Handhaving sociaal domein
Ten behoeve van de versterking van de handhaving in het sociaal domein, is in de begroting van 2021 een bedrag van € 300.000,- opgenomen. Hiermee worden onder de noemer ‘rechtencheck’ alle bijstandsgerechtigden uitgenodigd voor een persoonlijk gesprek. Tijdens dit gesprek wordt aandacht besteed aan de rechtmatigheid van de verstrekte uitkering. Bovendien wordt mogelijke en noodzakelijke ondersteuning op andere terreinen besproken.
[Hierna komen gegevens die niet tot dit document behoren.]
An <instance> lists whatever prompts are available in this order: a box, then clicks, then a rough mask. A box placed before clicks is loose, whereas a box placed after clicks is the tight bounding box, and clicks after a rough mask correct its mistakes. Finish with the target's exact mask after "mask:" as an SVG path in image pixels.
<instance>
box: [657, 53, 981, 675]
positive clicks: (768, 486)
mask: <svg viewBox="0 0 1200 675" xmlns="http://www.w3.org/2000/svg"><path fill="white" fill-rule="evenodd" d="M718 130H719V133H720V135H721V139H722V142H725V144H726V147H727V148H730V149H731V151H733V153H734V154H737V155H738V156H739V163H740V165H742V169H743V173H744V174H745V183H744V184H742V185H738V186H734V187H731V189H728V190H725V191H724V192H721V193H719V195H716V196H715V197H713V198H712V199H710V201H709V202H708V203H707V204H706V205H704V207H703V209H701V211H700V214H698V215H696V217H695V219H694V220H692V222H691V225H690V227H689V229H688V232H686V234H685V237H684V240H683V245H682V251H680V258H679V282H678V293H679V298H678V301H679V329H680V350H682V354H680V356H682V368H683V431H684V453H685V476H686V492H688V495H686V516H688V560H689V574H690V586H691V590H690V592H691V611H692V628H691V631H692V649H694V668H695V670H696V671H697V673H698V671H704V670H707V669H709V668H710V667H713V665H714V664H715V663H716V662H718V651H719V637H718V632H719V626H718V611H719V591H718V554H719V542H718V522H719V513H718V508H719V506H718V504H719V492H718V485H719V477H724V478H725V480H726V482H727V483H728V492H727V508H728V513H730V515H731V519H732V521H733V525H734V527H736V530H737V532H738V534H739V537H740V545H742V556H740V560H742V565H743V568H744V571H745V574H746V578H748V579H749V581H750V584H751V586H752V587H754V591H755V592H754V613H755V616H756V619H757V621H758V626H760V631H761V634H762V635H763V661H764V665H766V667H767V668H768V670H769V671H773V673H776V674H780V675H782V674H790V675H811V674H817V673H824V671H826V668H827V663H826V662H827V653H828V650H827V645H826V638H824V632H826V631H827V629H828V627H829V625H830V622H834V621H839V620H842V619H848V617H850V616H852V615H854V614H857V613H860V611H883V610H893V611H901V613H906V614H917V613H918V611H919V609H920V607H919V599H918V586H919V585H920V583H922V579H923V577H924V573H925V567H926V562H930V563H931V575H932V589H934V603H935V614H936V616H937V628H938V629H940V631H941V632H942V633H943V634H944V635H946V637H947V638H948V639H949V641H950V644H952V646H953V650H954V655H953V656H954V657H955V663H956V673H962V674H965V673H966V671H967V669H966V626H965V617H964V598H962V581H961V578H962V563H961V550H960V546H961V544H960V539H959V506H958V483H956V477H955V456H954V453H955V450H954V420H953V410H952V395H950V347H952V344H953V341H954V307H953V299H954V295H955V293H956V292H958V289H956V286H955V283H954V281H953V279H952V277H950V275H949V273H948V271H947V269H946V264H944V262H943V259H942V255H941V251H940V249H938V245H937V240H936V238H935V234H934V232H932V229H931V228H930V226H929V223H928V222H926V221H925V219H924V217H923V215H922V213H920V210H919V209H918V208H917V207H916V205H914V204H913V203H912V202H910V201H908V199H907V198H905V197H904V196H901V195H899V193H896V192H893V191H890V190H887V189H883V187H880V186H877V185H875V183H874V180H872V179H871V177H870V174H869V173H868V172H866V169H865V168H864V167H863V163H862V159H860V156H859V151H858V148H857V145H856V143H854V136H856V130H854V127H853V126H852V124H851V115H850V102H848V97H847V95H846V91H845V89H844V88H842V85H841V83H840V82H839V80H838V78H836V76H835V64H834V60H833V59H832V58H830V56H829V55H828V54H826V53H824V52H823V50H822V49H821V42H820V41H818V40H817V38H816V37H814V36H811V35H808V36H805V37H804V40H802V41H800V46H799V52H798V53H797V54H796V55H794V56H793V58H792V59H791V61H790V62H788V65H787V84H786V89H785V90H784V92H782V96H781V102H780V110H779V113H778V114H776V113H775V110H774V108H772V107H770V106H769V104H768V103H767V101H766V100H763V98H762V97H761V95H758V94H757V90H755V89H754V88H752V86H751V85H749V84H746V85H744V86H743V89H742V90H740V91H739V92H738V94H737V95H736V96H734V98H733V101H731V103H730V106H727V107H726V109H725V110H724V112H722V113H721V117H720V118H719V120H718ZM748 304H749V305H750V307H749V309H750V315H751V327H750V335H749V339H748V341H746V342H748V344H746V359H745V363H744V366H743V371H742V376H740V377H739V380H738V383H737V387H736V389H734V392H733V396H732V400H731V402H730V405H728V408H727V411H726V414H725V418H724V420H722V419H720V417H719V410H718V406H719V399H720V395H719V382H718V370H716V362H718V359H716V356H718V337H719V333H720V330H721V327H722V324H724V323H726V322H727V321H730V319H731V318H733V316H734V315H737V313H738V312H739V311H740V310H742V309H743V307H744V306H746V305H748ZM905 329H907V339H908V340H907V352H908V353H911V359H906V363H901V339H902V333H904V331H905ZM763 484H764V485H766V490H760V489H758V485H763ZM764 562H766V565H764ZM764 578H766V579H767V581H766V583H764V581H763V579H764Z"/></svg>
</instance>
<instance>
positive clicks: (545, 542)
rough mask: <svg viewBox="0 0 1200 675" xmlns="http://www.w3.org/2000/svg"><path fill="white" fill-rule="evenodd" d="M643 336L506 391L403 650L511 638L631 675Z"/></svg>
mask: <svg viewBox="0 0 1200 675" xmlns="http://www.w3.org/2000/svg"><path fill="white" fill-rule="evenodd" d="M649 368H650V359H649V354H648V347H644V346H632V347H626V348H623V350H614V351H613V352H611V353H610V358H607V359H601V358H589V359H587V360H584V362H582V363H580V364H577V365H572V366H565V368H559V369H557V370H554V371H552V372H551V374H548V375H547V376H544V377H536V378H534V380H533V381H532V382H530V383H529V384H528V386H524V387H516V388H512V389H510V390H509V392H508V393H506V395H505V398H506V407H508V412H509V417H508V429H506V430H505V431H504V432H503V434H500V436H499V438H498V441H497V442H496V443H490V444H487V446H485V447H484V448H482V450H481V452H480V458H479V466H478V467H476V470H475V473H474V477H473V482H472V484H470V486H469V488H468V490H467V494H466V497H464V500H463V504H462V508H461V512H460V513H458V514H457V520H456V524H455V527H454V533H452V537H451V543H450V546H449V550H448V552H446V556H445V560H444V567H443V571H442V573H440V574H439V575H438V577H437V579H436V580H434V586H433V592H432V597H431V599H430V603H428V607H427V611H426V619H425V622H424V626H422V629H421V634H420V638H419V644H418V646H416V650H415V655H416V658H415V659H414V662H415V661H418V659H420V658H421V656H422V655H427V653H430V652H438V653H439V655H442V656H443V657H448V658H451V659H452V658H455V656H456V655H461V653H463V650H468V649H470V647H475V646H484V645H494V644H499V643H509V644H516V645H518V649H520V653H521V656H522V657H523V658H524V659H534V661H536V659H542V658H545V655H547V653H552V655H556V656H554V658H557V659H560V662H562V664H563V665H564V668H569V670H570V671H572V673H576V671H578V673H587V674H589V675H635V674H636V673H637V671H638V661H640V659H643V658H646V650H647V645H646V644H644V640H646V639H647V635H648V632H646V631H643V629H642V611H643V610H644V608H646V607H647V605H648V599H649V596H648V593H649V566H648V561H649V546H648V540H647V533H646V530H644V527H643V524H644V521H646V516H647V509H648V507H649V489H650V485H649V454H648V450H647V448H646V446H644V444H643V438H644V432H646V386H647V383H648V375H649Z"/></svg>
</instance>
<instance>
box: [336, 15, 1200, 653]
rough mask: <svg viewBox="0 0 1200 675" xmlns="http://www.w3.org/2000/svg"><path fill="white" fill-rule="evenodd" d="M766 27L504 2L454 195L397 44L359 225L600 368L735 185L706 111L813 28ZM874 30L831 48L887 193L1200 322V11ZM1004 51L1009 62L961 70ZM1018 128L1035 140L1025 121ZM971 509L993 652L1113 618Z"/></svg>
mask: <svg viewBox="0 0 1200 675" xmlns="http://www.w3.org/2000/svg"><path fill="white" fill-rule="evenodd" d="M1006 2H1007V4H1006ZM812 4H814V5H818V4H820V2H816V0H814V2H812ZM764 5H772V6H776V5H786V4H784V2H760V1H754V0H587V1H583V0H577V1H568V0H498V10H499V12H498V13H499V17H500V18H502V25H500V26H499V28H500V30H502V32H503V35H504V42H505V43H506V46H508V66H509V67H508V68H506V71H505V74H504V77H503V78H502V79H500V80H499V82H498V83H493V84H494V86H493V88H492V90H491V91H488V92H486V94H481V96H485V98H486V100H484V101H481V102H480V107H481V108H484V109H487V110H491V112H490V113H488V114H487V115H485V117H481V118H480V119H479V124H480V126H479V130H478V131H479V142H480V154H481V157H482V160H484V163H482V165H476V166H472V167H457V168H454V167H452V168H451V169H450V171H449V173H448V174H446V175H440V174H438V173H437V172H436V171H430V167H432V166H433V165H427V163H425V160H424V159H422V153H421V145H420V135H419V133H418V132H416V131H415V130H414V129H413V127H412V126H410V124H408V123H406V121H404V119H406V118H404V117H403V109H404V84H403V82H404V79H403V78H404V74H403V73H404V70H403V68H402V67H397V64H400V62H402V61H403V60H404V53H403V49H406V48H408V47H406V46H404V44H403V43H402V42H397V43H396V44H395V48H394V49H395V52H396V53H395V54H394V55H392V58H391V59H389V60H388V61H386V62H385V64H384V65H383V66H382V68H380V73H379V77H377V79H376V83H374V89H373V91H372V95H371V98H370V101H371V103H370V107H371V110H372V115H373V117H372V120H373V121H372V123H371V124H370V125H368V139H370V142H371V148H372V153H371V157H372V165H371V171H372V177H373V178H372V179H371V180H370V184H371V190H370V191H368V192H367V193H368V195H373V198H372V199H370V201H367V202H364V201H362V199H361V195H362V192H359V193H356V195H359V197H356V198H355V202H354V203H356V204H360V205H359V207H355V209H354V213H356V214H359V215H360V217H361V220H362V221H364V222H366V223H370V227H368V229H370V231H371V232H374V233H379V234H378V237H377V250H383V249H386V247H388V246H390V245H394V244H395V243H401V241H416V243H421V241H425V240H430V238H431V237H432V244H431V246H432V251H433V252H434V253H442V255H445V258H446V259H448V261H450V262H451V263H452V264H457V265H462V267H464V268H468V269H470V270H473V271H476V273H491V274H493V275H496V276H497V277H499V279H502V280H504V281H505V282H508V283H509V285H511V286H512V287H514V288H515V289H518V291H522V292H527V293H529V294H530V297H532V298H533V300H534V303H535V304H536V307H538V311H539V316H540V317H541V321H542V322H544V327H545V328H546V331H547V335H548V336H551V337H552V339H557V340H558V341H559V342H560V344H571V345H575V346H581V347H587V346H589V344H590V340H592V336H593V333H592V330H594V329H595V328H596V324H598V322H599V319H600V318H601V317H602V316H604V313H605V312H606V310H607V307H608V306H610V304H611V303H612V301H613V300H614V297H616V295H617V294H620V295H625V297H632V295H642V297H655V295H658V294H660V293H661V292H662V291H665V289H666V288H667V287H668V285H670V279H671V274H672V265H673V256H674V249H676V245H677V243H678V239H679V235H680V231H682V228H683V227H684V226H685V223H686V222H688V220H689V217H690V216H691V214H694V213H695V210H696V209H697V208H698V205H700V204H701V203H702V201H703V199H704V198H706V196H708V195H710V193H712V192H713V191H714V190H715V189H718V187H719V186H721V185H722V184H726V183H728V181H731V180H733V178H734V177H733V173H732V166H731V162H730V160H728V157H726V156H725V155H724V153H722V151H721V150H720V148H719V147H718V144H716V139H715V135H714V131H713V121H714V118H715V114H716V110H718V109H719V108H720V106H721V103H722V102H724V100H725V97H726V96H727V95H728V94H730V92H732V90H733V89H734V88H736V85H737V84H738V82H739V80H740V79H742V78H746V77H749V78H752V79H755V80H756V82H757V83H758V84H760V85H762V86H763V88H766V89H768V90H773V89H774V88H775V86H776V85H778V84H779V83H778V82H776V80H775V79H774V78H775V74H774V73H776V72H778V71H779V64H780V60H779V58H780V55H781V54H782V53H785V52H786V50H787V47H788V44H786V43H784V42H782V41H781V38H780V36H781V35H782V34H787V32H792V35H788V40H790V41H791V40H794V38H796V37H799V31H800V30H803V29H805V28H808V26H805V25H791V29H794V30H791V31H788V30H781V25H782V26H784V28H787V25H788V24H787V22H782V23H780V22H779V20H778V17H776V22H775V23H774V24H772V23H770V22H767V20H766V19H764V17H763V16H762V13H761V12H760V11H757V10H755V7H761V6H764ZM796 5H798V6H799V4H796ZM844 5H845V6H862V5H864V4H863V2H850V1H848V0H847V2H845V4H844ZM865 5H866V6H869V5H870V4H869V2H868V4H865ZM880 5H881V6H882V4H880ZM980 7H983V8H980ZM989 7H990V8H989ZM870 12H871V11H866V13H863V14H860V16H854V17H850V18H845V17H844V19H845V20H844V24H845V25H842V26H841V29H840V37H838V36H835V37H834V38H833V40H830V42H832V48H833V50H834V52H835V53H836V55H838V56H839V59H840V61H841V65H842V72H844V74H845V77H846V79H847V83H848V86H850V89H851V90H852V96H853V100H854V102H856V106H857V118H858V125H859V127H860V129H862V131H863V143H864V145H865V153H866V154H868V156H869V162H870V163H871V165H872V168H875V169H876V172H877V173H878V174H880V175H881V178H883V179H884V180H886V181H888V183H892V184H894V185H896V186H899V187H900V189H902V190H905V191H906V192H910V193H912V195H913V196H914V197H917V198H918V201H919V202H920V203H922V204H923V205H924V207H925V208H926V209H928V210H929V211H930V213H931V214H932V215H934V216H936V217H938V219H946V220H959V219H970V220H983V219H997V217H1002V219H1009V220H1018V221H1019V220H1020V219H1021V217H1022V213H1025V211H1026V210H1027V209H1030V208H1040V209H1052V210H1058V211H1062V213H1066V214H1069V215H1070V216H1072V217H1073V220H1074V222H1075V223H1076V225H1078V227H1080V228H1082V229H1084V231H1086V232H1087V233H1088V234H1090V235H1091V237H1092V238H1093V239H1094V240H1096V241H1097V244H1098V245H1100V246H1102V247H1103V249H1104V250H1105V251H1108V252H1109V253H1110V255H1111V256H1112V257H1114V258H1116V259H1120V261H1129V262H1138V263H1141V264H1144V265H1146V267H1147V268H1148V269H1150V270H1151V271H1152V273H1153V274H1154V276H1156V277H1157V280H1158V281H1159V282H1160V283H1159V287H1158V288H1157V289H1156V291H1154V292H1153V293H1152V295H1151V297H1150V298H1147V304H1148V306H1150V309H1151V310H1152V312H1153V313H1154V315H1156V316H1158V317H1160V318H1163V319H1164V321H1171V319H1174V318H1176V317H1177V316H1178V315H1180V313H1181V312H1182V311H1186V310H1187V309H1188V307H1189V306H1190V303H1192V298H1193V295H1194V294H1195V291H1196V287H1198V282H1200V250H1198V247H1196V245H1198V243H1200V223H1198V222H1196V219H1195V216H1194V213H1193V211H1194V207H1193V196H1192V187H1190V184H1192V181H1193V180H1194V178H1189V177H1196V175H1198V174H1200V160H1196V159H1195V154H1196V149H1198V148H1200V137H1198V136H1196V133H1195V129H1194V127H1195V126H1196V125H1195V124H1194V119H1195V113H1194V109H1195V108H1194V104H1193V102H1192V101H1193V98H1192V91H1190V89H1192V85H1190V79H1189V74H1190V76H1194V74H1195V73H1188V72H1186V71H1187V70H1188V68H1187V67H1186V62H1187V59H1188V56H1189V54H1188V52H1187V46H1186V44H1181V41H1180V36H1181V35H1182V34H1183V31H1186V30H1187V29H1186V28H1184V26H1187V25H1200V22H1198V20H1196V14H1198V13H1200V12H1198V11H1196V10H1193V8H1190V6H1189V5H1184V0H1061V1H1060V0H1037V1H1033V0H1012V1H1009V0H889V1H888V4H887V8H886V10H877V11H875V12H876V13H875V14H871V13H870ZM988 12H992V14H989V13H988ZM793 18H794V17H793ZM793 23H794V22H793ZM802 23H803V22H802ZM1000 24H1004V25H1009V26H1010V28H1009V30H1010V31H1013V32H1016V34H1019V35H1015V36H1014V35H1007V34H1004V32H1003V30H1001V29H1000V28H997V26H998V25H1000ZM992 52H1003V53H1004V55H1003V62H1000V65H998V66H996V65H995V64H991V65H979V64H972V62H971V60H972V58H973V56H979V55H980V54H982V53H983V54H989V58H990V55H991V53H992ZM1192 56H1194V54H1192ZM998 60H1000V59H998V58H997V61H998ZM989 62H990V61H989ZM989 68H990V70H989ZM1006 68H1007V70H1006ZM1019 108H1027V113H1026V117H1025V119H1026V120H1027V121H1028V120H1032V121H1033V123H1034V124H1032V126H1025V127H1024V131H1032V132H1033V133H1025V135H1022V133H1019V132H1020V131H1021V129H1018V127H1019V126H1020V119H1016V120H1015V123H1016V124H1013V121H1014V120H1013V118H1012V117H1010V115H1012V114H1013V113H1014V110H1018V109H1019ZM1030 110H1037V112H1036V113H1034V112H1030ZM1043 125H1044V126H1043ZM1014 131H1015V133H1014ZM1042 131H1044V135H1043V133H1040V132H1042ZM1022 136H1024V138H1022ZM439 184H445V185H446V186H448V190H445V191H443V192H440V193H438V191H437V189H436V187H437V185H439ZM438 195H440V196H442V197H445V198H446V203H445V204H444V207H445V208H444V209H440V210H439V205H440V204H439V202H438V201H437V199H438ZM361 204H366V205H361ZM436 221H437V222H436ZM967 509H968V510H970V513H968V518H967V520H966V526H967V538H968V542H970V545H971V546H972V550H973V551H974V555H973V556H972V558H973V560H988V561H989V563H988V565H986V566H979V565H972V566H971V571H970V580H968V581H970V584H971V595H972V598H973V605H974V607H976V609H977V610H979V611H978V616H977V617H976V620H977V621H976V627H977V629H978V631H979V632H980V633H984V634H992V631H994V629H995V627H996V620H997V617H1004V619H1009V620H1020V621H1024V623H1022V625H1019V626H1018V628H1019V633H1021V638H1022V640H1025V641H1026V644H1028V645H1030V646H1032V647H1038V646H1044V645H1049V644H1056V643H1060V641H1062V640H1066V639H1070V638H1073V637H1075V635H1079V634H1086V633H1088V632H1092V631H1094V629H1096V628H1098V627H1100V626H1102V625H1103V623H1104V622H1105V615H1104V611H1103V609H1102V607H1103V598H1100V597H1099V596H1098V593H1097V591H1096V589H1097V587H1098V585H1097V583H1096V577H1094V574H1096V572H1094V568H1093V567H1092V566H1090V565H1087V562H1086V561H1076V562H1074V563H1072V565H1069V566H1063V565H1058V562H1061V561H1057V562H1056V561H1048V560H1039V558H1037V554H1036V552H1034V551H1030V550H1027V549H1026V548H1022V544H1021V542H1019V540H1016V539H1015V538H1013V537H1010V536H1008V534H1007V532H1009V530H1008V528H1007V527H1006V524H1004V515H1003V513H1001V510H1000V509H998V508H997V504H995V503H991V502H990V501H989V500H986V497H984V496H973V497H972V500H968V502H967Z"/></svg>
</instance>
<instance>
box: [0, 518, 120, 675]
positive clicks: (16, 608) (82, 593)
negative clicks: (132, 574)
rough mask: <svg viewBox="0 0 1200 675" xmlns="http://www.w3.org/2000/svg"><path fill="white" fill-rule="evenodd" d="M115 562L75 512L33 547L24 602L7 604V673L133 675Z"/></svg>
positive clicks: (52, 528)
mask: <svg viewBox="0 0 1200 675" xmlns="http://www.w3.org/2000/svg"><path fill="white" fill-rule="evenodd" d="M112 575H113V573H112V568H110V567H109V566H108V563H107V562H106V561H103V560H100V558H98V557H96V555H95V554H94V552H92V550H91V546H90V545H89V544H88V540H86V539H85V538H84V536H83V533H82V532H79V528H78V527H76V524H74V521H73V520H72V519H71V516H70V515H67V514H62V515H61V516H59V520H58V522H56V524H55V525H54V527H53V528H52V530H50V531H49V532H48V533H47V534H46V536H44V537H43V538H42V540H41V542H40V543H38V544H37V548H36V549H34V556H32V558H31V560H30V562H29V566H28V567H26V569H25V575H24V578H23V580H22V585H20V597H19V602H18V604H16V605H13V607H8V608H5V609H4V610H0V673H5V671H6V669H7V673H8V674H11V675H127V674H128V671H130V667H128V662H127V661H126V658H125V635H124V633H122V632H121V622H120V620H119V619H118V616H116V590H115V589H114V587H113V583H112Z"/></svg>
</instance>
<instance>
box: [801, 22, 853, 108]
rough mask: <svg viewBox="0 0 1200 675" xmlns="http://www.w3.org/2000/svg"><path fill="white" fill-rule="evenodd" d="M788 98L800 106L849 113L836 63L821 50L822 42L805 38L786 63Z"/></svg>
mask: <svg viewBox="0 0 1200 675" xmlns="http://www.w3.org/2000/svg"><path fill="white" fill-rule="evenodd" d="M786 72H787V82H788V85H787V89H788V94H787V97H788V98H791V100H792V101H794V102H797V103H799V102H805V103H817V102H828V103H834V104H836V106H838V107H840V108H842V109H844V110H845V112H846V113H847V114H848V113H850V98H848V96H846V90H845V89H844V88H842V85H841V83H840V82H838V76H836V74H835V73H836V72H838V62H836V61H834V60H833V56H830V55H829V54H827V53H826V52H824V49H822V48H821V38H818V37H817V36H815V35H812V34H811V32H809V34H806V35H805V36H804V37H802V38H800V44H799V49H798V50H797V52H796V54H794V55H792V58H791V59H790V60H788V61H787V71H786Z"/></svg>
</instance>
De rechtencheck zou aanvankelijk aanvangen in 2020, maar is door de coronacrisis – waardoor de beoogde werkwijze van het persoonlijk spreken van alle bijstandsgerechtigden niet uitgevoerd kon worden – vertraagd. In de Nota van Wijzigingen is het bedrag van €300.000 daarom gefaseerd van 2020 naar 2021. Begin 2021 zou worden bezien wanneer het project alsnog kan worden uitgevoerd.
Omdat de coronacrisis met de beperkende maatregelen nog voortduurt, kan de rechtencheck nog niet worden uitgevoerd als beoogd. Daarmee komt mogelijk de verwachte besparing (jaarlijks €540.000 vanaf 2023) voor een deel in het gedrang. Onderzocht wordt dan ook wanneer het project alsnog kan worden uitgevoerd of dat het project op een andere wijze kan worden uitgevoerd, waarbij er naar alternatieven voor het persoonlijk gesprek met alle bijstandsgerechtigden wordt gezocht. Echter, ook hierbij geldt dat dit mogelijk consequenties heeft voor de verwachte uitgaven en besparingen. De kracht van het project zit in de persoonlijke aanpak; een gewijzigde uitvoering van het project kan uiteindelijk minder effectief zijn.
Aanbesteding collectief en leerlingen- en jeugdvervoer CO2 uitstoot
Op 2 augustus 2021 treeft de Europese richtlijn schone en energiezuinige voertuigen (Clean Vehicles Directive) in werking.. Deze richtlijn is ook van toepassing op de aanbesteding van het Leerlingen- en jeugdvervoer van onze gemeente die gepland staat voor 2021 en 2022 zal waarschijnlijk zorgen voor hogere kosten. De exacte omvang hiervan is nu nog niet in te schatten.